In questo contesto si inserisce la mobilitazione annunciata a Bruxelles. Migliaia di agricoltori e oltre mille trattori sono attesi oggi sulle strade della capitale belga per protestare contro le proposte Ue sul bilancio pluriennale 2028-2034, sulla Politica agricola comune e contro l’accordo con il blocco sudamericano. Il corteo partirà dall’area della Gare du Nord per raggiungere il quartiere europeo intorno all’ora di pranzo, mentre all’Europa Building è in corso un Vertice Ue che si preannuncia ad alta tensione. La manifestazione sarà guidata dal Copa-Cogeca, che riunisce le principali organizzazioni agricole europee. Le stime parlano di oltre 40 sigle provenienti da tutti e 27 i Paesi membri e di più di 10mila agricoltori presenti. Dopo la delegazione franco-belga, quella italiana sarà la più numerosa, con Confagricoltura, Coldiretti e Cia-Agricoltori in prima linea.

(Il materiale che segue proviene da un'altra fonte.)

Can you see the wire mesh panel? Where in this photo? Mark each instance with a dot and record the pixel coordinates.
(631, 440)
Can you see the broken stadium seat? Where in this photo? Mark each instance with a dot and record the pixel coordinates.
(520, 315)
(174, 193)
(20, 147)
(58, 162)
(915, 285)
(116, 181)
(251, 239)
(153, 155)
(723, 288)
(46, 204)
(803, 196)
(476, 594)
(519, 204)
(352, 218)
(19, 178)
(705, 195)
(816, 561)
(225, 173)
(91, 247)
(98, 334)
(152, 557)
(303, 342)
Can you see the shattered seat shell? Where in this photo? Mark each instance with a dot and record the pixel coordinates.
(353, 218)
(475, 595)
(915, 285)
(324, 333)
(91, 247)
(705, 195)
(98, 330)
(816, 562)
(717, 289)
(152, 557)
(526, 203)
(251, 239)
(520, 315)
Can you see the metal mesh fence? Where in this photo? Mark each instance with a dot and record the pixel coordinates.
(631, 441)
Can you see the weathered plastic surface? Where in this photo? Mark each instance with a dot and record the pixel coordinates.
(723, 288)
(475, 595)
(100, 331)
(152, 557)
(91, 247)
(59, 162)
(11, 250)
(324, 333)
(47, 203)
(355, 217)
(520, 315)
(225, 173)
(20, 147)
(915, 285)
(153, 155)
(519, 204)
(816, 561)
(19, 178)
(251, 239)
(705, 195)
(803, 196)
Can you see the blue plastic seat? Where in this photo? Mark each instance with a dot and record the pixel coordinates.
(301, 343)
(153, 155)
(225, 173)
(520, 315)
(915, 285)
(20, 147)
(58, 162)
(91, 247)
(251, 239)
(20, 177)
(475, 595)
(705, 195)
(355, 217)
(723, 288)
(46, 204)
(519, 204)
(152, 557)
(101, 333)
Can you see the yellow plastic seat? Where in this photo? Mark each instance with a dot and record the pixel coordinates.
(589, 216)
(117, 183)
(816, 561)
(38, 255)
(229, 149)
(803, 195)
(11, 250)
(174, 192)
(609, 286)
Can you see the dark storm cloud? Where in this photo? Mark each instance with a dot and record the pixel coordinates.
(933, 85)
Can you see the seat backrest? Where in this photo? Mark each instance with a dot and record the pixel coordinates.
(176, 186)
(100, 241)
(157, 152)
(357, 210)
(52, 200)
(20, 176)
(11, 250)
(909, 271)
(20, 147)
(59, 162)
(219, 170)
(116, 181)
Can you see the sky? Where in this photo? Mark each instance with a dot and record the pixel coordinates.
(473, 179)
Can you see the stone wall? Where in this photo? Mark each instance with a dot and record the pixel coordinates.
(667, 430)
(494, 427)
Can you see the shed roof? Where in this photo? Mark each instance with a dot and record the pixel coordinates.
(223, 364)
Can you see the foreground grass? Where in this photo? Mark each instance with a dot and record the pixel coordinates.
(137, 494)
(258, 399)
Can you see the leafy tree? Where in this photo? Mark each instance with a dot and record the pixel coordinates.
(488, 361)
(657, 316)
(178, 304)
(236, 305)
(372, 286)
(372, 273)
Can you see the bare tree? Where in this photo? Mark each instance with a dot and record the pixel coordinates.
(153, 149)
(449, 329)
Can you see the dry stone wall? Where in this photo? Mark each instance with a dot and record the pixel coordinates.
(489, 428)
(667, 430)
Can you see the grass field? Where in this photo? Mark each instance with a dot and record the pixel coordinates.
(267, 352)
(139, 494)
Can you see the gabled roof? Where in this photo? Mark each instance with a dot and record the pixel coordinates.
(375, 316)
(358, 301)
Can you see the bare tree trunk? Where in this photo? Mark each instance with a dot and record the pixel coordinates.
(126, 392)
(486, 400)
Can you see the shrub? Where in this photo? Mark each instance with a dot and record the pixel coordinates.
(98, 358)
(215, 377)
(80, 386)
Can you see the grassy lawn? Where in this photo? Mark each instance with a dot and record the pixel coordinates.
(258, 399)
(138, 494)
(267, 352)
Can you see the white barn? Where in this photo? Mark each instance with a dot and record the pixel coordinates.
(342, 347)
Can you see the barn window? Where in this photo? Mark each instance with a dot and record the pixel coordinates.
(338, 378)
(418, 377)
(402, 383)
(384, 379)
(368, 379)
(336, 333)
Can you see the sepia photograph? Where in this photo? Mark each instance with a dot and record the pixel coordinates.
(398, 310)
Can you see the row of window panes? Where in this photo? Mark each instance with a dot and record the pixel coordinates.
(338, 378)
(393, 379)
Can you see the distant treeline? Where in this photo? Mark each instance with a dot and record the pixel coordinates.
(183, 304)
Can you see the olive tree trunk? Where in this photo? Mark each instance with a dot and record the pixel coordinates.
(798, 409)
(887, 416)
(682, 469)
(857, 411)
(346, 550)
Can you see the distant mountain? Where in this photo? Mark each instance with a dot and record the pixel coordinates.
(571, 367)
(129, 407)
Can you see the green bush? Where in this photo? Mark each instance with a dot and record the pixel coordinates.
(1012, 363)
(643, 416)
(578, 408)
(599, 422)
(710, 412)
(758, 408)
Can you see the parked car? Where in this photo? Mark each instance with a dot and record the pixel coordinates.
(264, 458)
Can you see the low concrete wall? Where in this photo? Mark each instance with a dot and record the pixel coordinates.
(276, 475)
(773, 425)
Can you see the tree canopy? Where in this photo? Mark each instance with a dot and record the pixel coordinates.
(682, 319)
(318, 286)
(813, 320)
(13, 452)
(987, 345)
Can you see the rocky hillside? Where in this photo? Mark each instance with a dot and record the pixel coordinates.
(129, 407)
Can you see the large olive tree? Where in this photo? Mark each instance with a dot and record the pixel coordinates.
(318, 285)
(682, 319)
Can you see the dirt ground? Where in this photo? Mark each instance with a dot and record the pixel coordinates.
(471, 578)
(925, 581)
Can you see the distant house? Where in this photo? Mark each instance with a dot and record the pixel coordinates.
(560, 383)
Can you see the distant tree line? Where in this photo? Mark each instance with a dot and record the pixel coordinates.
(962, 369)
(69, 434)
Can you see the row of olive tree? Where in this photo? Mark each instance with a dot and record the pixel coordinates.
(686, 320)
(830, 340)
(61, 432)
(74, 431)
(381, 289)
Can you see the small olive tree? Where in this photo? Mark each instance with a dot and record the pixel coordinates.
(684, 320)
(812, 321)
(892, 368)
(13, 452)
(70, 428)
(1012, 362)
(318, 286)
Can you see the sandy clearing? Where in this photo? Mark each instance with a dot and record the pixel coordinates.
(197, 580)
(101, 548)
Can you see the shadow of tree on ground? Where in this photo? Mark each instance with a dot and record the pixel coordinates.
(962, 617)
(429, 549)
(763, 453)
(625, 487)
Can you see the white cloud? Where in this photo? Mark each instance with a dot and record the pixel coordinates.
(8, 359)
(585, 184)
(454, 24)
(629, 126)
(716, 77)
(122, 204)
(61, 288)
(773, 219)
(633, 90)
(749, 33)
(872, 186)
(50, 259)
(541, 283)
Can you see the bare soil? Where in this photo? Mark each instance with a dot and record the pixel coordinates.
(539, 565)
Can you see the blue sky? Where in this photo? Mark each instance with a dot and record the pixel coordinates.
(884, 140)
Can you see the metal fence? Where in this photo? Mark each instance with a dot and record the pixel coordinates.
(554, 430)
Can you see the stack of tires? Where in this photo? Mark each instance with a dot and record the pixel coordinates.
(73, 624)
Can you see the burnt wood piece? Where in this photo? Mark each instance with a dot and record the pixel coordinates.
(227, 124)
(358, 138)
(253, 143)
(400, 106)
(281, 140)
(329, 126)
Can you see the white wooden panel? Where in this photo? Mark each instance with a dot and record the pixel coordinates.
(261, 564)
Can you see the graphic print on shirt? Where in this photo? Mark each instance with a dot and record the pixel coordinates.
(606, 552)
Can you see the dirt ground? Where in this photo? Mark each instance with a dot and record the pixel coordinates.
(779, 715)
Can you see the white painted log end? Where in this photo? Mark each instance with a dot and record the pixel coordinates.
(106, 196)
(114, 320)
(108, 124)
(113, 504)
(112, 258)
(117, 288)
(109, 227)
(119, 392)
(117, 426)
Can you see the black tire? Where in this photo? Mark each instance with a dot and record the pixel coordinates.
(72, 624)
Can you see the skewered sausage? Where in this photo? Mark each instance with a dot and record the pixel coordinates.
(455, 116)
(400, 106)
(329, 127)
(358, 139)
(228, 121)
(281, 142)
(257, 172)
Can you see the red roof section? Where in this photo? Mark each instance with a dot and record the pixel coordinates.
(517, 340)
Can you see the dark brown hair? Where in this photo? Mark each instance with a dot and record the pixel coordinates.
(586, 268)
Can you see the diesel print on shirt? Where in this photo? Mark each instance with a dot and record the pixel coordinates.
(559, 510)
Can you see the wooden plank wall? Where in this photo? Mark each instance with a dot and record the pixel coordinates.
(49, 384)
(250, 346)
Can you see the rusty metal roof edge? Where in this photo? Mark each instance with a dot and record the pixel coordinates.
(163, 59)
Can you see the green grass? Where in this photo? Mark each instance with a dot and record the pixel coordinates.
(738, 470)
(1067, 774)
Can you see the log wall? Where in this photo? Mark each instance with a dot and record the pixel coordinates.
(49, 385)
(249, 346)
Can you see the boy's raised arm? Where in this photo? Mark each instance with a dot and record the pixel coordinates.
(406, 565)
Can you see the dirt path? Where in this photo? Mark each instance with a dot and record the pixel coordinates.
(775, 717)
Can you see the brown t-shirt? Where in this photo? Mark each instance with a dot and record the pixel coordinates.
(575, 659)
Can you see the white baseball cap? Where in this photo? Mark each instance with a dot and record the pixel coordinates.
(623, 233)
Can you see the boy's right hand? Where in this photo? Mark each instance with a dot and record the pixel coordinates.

Prima dell’avvio della marcia, una rappresentanza ristretta ha incontrato la presidente della Commissione Ue Ursula von der Leyen, il presidente del Consiglio europeo António Costa e il commissario all’Agricoltura Christophe Hansen intorno alle 10. Nel pomeriggio è previsto un confronto più ampio con Hansen, alla presenza anche dei commissari Piotr Serafin, Maros Sefcovic e Jessika Roswall, responsabili rispettivamente di bilancio, commercio e ambiente. Nel frattempo, alcune decine di trattori risultano già parcheggiate nel quartiere europeo.
Dubbi e preoccupazioni arrivano anche da Polonia e Irlanda, ma nei corridoi del Palazzo Berlaymont vengono liquidati come “in parte irrazionali”, difficili da smontare persino con i dati. Una lettura che trova sponda a Berlino, dove il Mercosur continua a essere considerato un pilastro della politica commerciale europea. La pressione tedesca per chiudere l’accordo resta alta, come dimostrano le parole del portavoce del cancelliere Friedrich Merz e il richiamo, proveniente dagli ambienti della Cdu, alla necessità di rilanciare il ruolo della Germania come potenza esportatrice: senza questo passaggio, “sarà impossibile sostenere nuovi oneri finanziari”. Il vero intreccio emerge così con chiarezza: il dossier Mercosur è legato a doppio filo al bilancio Ue 2028-2034 e al futuro della Pac, che rischia tagli significativi. Qualche settimana in più o in meno non modifica la sostanza dell’accordo commerciale, ma può incidere profondamente sul piano politico. Soprattutto per il Brasile.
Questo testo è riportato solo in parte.